Express the scaling factor as 2-digit hex (so 50% would be .5*0x100 or 0x80, 1/16th is 0x10 and 10% rounds down to 0x19 ).
# Assumes integer division ... looking at you python3 >:(
myHex = 0x8c36a9;
keyFactor = 0x10; # Lighten or darken by 6.25%
R = myHex >> 16; # 0x8c
G = (myHex & 0xff00) >> 8; # 0x36
B = myHex & 0xff; # 0xa9
darkerHex = ((R-R*keyFactor/0x100) << 16) + # Darker R
((G-G*keyFactor/0x100) << 8) + # Darker G
(B-B*keyFactor/0x100); # Darker B
# 0x84339f
# substitute `(X+keyFactor-X*keyFactor/0x100)` for lightening
# 0x9443af
Option 3. Reduce Lightness or Brightness at constant hue
In the HSL representation of RGB, lightness is the midpoint between min and max of R, G, B values. For HSV, brightness is the max of R, G, B values.

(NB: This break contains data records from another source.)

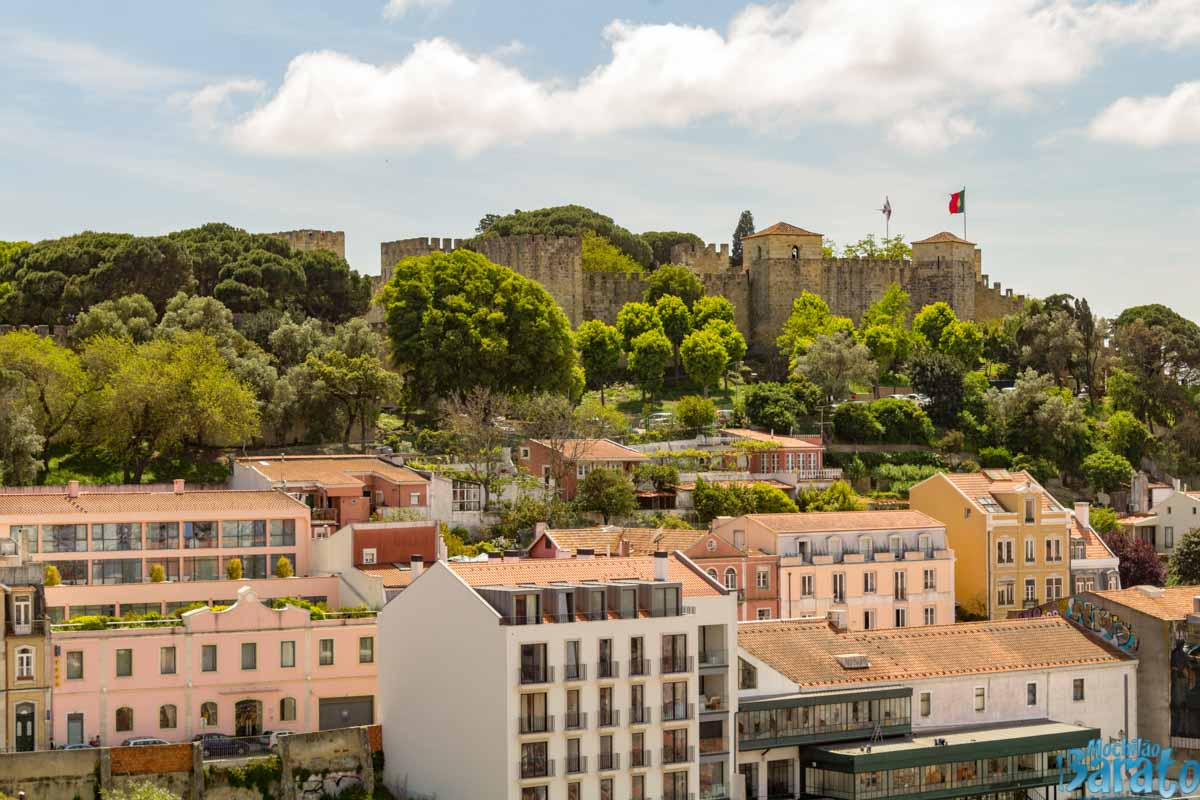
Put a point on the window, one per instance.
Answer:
(249, 655)
(24, 663)
(75, 665)
(124, 719)
(208, 657)
(287, 709)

Consider using your language's built-in or external RGB/HEX to HSL/HSV converter. Then adjust your L/V values and convert back to RGB/HSL. You can do the conversion by hand, as in #1 & #2, but the implementation may not save you any time over an existing converter (see links for the maths).
You should consider darken the color in L*a*b* color space. Here's an example in JavaScript using chroma.js:
chroma.hex("#FCFC00").darker(10).hex() // "#dde000"
A hex colour such as #FCFCFC consists of three pairs representing RGB. The second part of each pair can be reduced to darken any colour without altering the colour considerably.
eg. to darken #FCFCFC, lower the values of C to give #F0F0F0
Reducing the first part of each pair by a small amount will also darken the colour, but you will start to affect the colour more (eg. turning a green to a blue).